British Court Answers an Eternal Question: How Much Potato Does a Crisp Contain?

No profit grows, Shakespeare once wrote, where no pleasure is taken. And so in the tedious march of life, we find joy in small things: The rising of the sun. A fine glass of wine. The greasy snap of a well-dressed potato crisp.

But soft! Not so fast. Life affords no simple pleasures, and even that delectable crunch comes with a weighty debate: How much potato doth a true crisp — chip, to the Americans — contain?

This — and several other probing questions of the crisp aficionado — was immortalized by a British tax appeals court last week, which ruled that Walkers Sensations Poppadoms, the fluffy, non-crisp-appearing potato medallions, are, in fact, the same as potato crisps.

Thus, we add to the hallowed roster of existential food debates, the moral implications of which far surpass their subjects’ consumable utility. Among them: Is a Jaffa Cake a cake, or a biscuit? Does a Chicago-style pie count as pizza? Is a hot dog a sandwich? Do you prefer Wawa over Sheetz, or are you wrong?

The ruling means Walkers, the company that makes poppadoms and dozens of other snack foods, will have to pay the same value-added tax on its poppadoms as it does on its various crisps. More important, a trial judge has recorded for all man- and crisp-loving-kind the sort of dictate that is sure to disproportionately irritate the masses.

“Food is probably one of the most visceral, powerful ways of expressing cultural identity,” said Dr. Ty Matejowsky, a professor of anthropology at the University of Central Florida. As such, he said, the court ruling was unlikely to change anyone’s crisp-related opinion.

The label of Walkers crisps bear distinct similarities to the American Lays potato chip brand, and also distribute Doritos in Britain. It’s because they’re all owned by Pepsico, which kept the Walkers brand name in Britain and Ireland. The label’s different, but they’re effectively the same chip.

A poppadom, an anglicized version of the Indian “papadum,” is a flat, crunchy, circular flatbread typically made with gram flour. Traditionally, they’re about the size of a tortilla. Walkers, though, freelanced the design into a smaller form, closer to the size of a potato chip, which they introduced with the help of a Sikh Elvis impersonator in the late 1980s.

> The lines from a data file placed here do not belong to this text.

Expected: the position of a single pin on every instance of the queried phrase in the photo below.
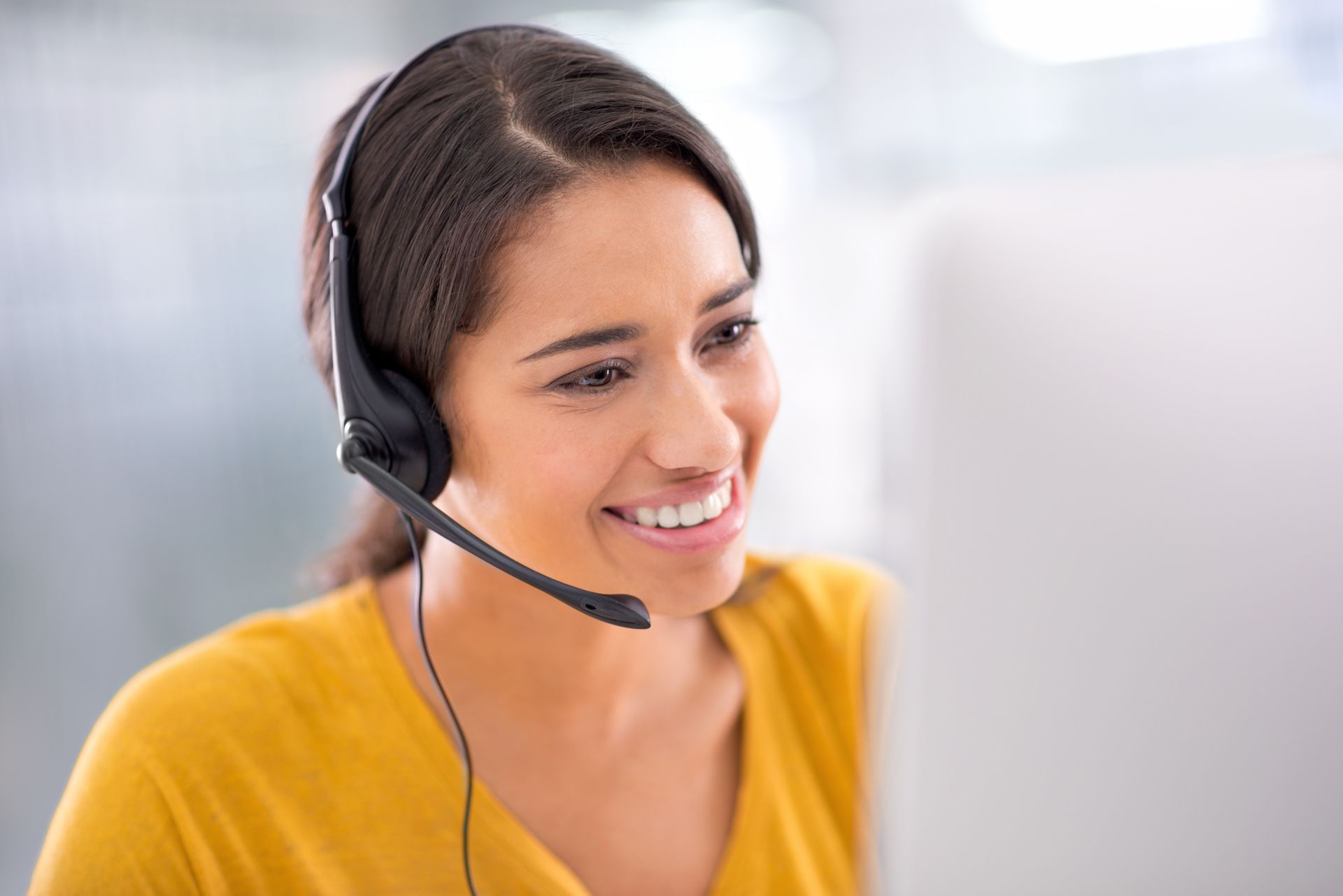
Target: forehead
(651, 241)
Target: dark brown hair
(454, 163)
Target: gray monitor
(1121, 664)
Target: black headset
(391, 434)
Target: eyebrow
(626, 332)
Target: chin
(699, 586)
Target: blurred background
(166, 448)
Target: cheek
(758, 391)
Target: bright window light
(1061, 31)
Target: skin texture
(618, 748)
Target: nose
(690, 426)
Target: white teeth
(690, 513)
(671, 516)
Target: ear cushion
(439, 449)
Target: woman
(512, 191)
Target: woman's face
(617, 375)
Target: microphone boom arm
(618, 609)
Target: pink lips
(699, 490)
(696, 539)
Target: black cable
(418, 616)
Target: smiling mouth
(685, 515)
(703, 536)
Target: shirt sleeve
(113, 830)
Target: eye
(597, 381)
(735, 334)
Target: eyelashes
(613, 372)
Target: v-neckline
(438, 741)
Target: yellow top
(290, 753)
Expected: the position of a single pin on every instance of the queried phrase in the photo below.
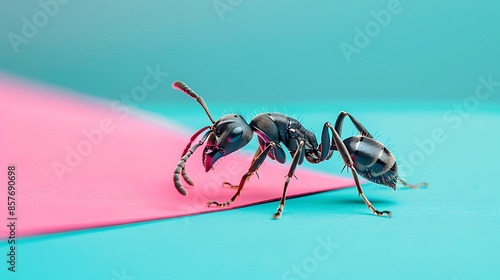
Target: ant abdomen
(372, 160)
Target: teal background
(285, 56)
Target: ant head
(372, 160)
(229, 134)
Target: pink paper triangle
(122, 176)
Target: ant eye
(235, 134)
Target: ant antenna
(184, 88)
(416, 186)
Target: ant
(362, 154)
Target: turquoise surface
(425, 81)
(447, 231)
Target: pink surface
(123, 176)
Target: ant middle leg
(299, 153)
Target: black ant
(362, 154)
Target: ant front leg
(299, 153)
(255, 156)
(344, 153)
(253, 168)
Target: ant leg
(231, 186)
(357, 124)
(180, 166)
(348, 162)
(416, 186)
(253, 168)
(299, 153)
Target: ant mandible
(362, 154)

The Walkers dispute bears uncanny resemblance to the great Pringles decision of 2008, when a British high court judge ruled the ubiquitous canned snacks also counted as crisps, despite tax-related arguments to the contrary.

At its colloquial heart, the debate is about whether poppadoms are food or snack. For the law’s purposes, “food” requires preparation and is intended to be eaten as part of something bigger. “Snacks” are efficient packages that can be enjoyed on their own. Like, say, a bag of potato chips.

It may sound like a trivial distinction, but when it comes to British tax law, it’s no small claim. Where most food items are tax-exempt, the current Value Added Tax rate for snacks like crisps is 20 percent, putting the potential stakes of Walkers’ poppadom play in the multimillions.

“It’s a lot of money for the government,” said Dr. Catherine Clarke, a senior law lecturer at the University of Exeter. “It’s all really silly. But that’s where we are.”

The ruling is the latest in a yearslong journey for Walkers, which has claimed since 2021 that its Sensations Poppadoms are not the same as their potato crisp cousins, and hence should be tax-exempt like most other foods.

There are plenty of reasons, Walkers lawyers said, that a poppadom isn’t a crisp. To start, they are meant to be eaten with other things like chutney or dips — or, one might say, prepared. And, any “ordinary person on the street” would know they weren’t the same thing. Perhaps most critically, Walkers argued, the sorts of potato starch and granules used to make the poppadom shouldn’t count as potato ingredients, by purist standards.

Unfortunately for Walkers, the tribunal was unmoved by the company’s case. The poppadoms may not contain as much potato as a traditional crisp, the judge said, but the proper ratio of potato-to-poppadom-to-chip is in the eye of the beholder.

“The products,” the judge wrote, “obviously contain potato.”

It’s a narrow ruling — no thanks to Walkers, whose lawyers nearly brought the proverbial poppadoms ship down with them. Plenty of non-potato poppadoms, the company argued, were VAT-exempt in the U.K.

But the case, like so many others, fell by the flesh of the spud.

“The fact that a poppadom made to a traditional recipe from gram flour without potato is zero-rated for VAT purposes does not mean that a poppadom made to a traditional recipe which includes potato must also be zero-rated,” the judge said. “The former is not excluded because it is a ‘poppadom’ but, instead, because it contains no potato.”

Walkers, which did not respond to a request for comment on the verdict, has eight weeks to appeal. Until then, the law has spoken. Spiritually, it might be a poppadom. But legally — at least for now — it’s a chip.